Excellent work my man! That base looks awesome. My only suggestion to you my friend would be maybe a piece or two of plasticard I-beams supporting the barbed wire...

Is that a Sepia wash on the wood and what brand of barbed wire is that?


----------



## Midge913 (Oct 21, 2010)

Disciple_of_Ezekiel said:


> Excellent work my man! That base looks awesome. My only suggestion to you my friend would be maybe a piece or two of plasticard I-beams supporting the barbed wire...
> 
> Is that a Sepia wash on the wood and what brand of barbed wire is that?


Actually it is the old school Flesh Wash. I have had a bottle of it laying around forever, with no real use for it up until now. I found that it gave the wood this gritty weathered look that I was going for. The Barbed wire is from Dusty's Corner, I got a whole pack of stuff from him for participating in a painting comp on a different website several months back. 

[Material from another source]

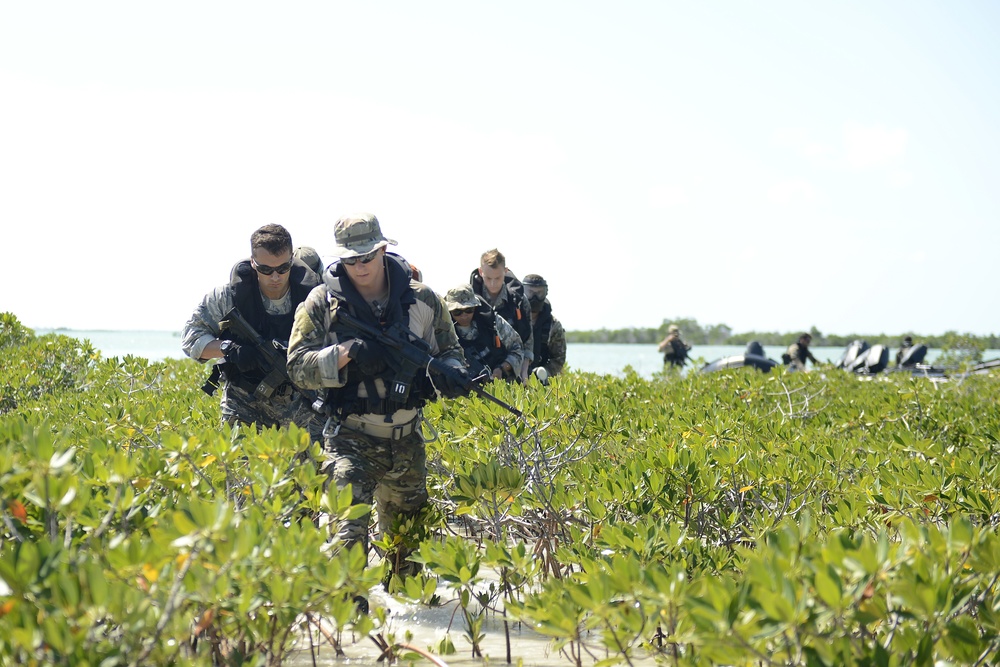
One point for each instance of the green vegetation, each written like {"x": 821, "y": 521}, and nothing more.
{"x": 721, "y": 334}
{"x": 734, "y": 518}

As always thanks for the comments buddy:biggrin:


----------



## Midge913 (Oct 21, 2010)

Well I have been a busy bee over the last 48 hours. I managed to finally get the base completed and I got a start on the metallics for the legs. I am really pleased with how the base came out in the end, so any comments or suggestions that you have that could make things better in the future, don't hesitate to give a shout out. On to the pics:


































And a shot of my progress on the legs:










Tomorrow being father's day I don't know that I am going to have much time to paint, but if I am able to sit down and get some work done I will make sure to share it.


----------



## alasdair (Jun 11, 2009)

Looking very good midge! I dont know much about warmachine as a whole but I love the work you have done so far


----------



## Midge913 (Oct 21, 2010)

alasdair said:


> Looking very good midge! I dont know much about warmachine as a whole but I love the work you have done so far


Thanks man! I am not very hip to the ins and outs of the system either, but the battle engines, like the Strider, and the Colossals, like the Stormwall which I am going to be doing for my client as well, are centerpieces in an army. I would equate them to titans in 40k, though they aren't as large, but from what I have heard they can be pretty devastating on the table. Anyone out there that has more knowledge about them feel free to chime in.

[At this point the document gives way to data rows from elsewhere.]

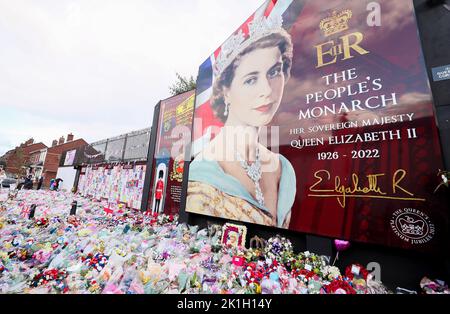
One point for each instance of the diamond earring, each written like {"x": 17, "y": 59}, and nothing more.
{"x": 225, "y": 113}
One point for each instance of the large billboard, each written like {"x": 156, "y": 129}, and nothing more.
{"x": 168, "y": 163}
{"x": 317, "y": 116}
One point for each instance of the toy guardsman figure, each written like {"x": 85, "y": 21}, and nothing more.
{"x": 159, "y": 190}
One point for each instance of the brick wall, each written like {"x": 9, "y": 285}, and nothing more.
{"x": 53, "y": 157}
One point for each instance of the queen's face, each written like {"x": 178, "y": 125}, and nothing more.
{"x": 257, "y": 87}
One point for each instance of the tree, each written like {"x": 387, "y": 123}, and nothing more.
{"x": 182, "y": 85}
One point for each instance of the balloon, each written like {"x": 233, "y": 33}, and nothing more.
{"x": 341, "y": 245}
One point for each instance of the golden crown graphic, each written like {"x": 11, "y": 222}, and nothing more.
{"x": 335, "y": 23}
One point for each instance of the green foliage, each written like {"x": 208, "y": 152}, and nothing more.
{"x": 182, "y": 85}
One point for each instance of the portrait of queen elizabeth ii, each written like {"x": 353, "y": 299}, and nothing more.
{"x": 236, "y": 176}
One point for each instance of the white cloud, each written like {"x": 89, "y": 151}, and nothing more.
{"x": 97, "y": 68}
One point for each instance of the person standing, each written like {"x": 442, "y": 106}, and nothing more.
{"x": 159, "y": 190}
{"x": 41, "y": 180}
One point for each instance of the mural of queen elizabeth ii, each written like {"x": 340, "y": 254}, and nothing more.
{"x": 236, "y": 176}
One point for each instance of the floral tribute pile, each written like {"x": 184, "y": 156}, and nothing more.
{"x": 126, "y": 252}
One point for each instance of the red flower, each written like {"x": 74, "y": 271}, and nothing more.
{"x": 339, "y": 284}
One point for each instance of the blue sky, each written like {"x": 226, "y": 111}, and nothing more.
{"x": 97, "y": 68}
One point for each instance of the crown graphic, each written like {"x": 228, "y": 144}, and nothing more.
{"x": 335, "y": 23}
{"x": 258, "y": 28}
{"x": 411, "y": 226}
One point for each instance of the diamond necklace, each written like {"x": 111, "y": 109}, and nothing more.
{"x": 254, "y": 173}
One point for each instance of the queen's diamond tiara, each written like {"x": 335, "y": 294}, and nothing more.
{"x": 258, "y": 28}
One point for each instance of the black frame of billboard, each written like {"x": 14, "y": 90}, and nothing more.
{"x": 150, "y": 157}
{"x": 414, "y": 265}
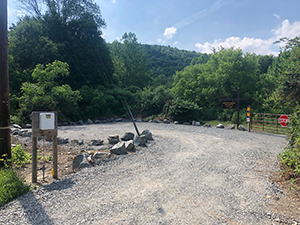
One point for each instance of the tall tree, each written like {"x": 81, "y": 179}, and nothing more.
{"x": 130, "y": 61}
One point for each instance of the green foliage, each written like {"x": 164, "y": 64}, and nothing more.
{"x": 130, "y": 62}
{"x": 11, "y": 186}
{"x": 224, "y": 72}
{"x": 19, "y": 157}
{"x": 165, "y": 60}
{"x": 184, "y": 111}
{"x": 152, "y": 100}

Well tonight I made excellent headway on the legs. I have finished all the metallics, save the glowing ports, and I made a bit of progress on the blues. I just looked down at the clock and realized what time it is and with that realization came the exhaustion. I will make sure to leave time at the end of my session tomorrow to take some photographs. So photos tomorrow.

Night all.


----------



## Hellados (Sep 16, 2009)

I'm thinking that the wood looks like it has been varnished, maybe a bit more brown/darker would be more to my tastes


----------



## Midge913 (Oct 21, 2010)

Tonight I remembered to take photographs!!! So I got down to the business of gluing together the leg assembly so I could get a good idea for where my highlights on the blue armor were going to fall. I also made sure that the legs lined up to the places I had left on my scenic base. I have quite a bit of work to still be getting on with obviously, but I got a really good start on the blues for everything. Two shading washes has been done on all the blues, plus the first layer of highlighting on the leg armor. I really feel like things are really starting to come together with this piece. On to the pics:


























































I think that I am going to be fairly hard pressed to get it done by the end of the month for the painting challenge, but I think that it is going to be close. 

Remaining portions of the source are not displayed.